Mind the "optical illusion." When you're up high, gaps look bigger. Trust your measurements, not your eyes. If you can ollie a 10-foot grass gap, you can ollie a 10-foot roof gap. The physics don't change just because the height does.

Know when to commit. After his board broke, he knew he only had one more real shot before his nerves or the equipment gave out. If you’re getting tired and the "vibe" feels sketchy, walk away. Jeremy only stayed because he was 100% sure he had the speed.

Measure your "flatground max." Before you ever take a trick to a high-stakes spot, you should know exactly how far you can jump on flat. Jeremy knew he had a 19-foot ollie in his pocket, so a 16-foot gap was technically "easy" for him. Never try a "death gap" that is at the absolute limit of your physical ability. Leave yourself a buffer.

The water towers stand today as a monument to a specific era of skating—one where the only thing that mattered was the photo and the feeling of not falling.

Go watch the original 411 footage again. Pay attention to the sound of the wind. It reminds you just how lonely it is at the top of those tanks.

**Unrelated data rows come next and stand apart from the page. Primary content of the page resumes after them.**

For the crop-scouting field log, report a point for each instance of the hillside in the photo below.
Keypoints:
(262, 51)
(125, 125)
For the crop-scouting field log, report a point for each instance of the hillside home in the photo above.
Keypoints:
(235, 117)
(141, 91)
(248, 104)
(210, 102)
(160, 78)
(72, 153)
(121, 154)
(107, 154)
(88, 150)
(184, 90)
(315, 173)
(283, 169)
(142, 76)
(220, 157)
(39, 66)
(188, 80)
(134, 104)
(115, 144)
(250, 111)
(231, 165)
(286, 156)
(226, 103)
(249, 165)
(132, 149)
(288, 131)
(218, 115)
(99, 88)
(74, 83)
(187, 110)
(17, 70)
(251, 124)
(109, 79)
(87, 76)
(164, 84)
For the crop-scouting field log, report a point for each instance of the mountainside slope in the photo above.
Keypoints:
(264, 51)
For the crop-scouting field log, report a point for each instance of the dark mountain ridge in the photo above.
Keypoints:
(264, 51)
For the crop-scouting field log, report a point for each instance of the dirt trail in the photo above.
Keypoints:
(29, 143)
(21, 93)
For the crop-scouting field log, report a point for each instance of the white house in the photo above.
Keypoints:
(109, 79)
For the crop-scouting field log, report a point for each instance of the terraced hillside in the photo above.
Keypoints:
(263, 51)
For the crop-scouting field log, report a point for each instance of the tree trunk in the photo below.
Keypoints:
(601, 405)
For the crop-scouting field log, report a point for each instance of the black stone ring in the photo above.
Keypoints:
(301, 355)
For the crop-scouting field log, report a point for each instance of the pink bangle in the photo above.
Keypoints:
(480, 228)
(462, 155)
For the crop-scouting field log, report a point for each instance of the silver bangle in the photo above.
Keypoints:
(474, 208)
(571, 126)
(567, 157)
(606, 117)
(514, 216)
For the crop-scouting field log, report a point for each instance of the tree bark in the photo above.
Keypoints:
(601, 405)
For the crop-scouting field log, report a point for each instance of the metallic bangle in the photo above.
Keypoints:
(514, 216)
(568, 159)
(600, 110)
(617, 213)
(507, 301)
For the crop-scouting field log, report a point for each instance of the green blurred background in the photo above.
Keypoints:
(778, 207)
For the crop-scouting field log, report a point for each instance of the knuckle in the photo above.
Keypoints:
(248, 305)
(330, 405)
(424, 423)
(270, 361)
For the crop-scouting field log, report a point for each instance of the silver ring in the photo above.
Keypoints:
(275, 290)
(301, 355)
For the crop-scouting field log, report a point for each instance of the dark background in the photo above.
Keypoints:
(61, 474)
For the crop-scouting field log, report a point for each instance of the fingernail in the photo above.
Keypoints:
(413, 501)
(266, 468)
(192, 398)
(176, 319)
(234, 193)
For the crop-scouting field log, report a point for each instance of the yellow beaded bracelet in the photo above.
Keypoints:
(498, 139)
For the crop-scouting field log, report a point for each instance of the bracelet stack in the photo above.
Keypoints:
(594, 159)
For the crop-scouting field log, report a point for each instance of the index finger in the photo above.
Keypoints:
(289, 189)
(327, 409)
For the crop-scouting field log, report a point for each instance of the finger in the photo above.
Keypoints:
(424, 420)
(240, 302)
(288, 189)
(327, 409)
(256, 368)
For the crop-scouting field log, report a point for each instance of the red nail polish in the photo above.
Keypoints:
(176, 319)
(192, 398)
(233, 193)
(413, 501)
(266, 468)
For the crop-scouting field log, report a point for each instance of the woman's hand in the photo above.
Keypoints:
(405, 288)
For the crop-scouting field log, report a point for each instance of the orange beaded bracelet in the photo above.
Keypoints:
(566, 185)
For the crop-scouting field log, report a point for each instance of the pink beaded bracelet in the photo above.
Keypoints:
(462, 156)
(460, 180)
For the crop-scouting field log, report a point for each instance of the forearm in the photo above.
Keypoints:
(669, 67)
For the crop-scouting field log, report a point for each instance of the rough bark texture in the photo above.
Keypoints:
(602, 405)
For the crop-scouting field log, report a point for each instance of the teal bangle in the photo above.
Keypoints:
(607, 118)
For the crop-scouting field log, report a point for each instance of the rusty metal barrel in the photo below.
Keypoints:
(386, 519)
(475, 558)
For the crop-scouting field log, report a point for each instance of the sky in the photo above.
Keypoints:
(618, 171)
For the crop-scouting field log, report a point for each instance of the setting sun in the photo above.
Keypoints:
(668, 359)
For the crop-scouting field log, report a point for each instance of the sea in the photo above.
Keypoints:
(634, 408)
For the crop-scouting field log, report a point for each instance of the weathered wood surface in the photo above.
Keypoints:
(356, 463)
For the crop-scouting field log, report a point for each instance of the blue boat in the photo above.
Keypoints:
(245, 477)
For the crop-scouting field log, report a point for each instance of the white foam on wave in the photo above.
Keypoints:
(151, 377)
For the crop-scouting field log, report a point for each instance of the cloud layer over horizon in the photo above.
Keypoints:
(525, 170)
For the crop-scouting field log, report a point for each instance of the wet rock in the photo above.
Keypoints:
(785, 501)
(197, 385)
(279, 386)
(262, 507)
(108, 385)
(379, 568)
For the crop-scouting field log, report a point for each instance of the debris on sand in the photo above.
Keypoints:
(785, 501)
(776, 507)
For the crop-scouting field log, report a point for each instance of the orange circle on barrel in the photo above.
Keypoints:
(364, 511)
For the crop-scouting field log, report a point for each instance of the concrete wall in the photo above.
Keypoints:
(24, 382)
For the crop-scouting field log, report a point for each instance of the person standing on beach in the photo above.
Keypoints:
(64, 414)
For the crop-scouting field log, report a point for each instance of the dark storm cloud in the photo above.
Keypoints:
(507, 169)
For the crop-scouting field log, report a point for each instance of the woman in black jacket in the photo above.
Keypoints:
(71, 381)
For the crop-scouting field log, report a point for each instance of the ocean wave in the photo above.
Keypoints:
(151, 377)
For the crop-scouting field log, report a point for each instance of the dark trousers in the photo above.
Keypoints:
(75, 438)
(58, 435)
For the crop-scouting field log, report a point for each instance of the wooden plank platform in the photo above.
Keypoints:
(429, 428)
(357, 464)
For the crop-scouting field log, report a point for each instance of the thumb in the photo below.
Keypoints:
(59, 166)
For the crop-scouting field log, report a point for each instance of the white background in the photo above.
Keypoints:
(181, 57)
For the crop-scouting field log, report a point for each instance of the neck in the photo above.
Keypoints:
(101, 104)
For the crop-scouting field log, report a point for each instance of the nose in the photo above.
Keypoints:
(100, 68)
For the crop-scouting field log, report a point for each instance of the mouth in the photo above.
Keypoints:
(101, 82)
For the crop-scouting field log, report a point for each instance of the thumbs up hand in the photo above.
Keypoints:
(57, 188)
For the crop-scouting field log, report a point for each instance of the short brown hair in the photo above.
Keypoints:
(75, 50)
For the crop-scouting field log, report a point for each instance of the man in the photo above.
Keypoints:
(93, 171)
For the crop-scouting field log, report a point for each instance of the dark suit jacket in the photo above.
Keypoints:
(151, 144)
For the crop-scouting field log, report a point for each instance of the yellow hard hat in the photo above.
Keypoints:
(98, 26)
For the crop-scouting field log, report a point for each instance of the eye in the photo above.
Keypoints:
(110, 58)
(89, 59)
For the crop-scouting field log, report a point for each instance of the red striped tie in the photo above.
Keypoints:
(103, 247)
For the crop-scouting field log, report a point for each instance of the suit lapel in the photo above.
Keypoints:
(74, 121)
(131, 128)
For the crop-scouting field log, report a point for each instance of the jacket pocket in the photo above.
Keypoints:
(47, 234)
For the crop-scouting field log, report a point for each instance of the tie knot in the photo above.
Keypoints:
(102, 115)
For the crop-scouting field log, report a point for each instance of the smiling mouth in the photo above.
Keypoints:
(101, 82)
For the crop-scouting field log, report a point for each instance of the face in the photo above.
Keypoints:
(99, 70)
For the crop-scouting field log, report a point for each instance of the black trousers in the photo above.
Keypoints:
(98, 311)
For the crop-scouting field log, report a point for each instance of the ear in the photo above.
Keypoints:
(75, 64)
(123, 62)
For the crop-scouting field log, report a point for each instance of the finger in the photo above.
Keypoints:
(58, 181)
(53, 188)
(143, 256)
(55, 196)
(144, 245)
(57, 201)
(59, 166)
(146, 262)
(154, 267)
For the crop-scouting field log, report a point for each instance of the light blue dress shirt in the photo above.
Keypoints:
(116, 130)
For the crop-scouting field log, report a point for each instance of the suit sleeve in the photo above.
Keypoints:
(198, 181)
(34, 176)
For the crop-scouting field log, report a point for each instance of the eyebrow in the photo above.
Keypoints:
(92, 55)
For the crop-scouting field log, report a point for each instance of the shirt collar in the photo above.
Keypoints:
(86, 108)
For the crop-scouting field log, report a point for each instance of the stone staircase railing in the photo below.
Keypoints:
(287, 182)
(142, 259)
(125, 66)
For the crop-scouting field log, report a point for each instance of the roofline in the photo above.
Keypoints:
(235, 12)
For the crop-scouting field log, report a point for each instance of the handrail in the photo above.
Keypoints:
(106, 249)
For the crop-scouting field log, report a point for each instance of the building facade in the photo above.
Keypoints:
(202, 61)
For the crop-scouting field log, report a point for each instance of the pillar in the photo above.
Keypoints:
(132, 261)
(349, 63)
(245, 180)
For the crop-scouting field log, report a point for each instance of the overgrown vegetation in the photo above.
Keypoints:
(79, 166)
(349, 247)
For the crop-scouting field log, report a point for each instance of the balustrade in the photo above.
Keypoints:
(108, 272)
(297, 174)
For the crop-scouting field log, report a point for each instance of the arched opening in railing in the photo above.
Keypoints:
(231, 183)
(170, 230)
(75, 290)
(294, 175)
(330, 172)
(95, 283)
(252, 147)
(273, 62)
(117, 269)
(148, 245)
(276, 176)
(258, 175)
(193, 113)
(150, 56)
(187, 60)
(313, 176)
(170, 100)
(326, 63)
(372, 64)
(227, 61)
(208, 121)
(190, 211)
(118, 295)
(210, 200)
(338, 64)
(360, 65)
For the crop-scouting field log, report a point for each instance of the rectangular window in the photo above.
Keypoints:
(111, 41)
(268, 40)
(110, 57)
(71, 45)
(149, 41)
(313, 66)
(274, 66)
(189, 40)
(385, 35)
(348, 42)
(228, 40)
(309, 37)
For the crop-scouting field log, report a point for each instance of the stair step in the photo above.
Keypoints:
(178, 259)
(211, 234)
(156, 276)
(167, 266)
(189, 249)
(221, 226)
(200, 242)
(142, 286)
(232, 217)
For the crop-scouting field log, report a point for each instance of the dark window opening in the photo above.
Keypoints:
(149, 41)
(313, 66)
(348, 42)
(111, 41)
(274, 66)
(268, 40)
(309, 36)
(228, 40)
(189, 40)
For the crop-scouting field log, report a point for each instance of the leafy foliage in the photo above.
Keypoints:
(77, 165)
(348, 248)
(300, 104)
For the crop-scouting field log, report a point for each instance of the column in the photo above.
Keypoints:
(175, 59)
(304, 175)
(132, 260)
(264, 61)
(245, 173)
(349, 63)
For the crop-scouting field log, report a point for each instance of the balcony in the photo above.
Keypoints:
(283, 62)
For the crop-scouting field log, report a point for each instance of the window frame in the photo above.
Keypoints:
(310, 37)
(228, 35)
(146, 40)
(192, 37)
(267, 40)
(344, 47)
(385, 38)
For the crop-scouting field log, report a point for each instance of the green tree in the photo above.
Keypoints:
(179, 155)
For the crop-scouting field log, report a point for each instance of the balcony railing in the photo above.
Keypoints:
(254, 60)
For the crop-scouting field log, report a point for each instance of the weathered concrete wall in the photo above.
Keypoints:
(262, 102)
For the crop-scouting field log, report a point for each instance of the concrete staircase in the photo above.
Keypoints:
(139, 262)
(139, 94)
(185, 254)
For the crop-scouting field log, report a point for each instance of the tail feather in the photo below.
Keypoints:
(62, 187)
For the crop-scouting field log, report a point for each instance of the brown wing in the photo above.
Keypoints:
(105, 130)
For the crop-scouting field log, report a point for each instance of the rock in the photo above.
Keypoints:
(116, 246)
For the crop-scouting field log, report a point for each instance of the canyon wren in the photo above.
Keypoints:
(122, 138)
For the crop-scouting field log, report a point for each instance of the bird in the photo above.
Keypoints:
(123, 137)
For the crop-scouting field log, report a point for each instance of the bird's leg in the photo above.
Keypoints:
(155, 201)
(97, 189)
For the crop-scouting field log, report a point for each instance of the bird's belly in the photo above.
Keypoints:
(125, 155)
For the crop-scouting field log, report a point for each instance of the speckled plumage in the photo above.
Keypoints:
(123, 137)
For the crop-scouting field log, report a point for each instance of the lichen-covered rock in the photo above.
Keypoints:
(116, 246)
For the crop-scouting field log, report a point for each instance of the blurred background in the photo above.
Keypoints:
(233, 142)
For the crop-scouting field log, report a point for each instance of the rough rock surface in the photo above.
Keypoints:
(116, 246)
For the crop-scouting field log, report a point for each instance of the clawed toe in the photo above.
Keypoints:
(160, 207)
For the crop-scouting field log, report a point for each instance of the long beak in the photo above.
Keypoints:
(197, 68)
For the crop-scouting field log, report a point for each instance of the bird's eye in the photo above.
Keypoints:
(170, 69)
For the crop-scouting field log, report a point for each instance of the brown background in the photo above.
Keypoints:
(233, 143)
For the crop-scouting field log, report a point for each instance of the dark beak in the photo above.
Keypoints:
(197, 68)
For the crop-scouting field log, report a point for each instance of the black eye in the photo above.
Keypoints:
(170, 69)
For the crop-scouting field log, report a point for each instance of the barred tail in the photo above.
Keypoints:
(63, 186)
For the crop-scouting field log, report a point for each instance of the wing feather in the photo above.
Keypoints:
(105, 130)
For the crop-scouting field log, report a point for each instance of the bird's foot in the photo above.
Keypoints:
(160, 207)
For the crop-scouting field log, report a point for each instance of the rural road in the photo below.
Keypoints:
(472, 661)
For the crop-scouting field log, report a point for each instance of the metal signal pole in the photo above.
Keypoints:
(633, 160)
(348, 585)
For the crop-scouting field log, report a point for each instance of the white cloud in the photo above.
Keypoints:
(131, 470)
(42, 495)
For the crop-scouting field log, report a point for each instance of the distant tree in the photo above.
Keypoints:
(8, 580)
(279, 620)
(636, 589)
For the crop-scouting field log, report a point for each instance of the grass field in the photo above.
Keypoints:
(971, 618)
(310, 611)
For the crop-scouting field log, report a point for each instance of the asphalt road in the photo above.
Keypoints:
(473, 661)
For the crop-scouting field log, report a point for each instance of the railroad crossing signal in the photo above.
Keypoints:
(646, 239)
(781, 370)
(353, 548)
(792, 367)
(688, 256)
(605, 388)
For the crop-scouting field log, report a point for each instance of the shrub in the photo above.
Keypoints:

To dive deeper into 90s skate lore, look up Daniel Harold Sturt’s photography archives. His work with Jeremy Wray and Matt Hensley defined the visual language of modern skateboarding. If you want to see the towers yourself, they are located near Fullerton Road in Rowland Heights, but don't expect to find an open gate. They’ve been locked down tight for years, partly because of the legend Jeremy created.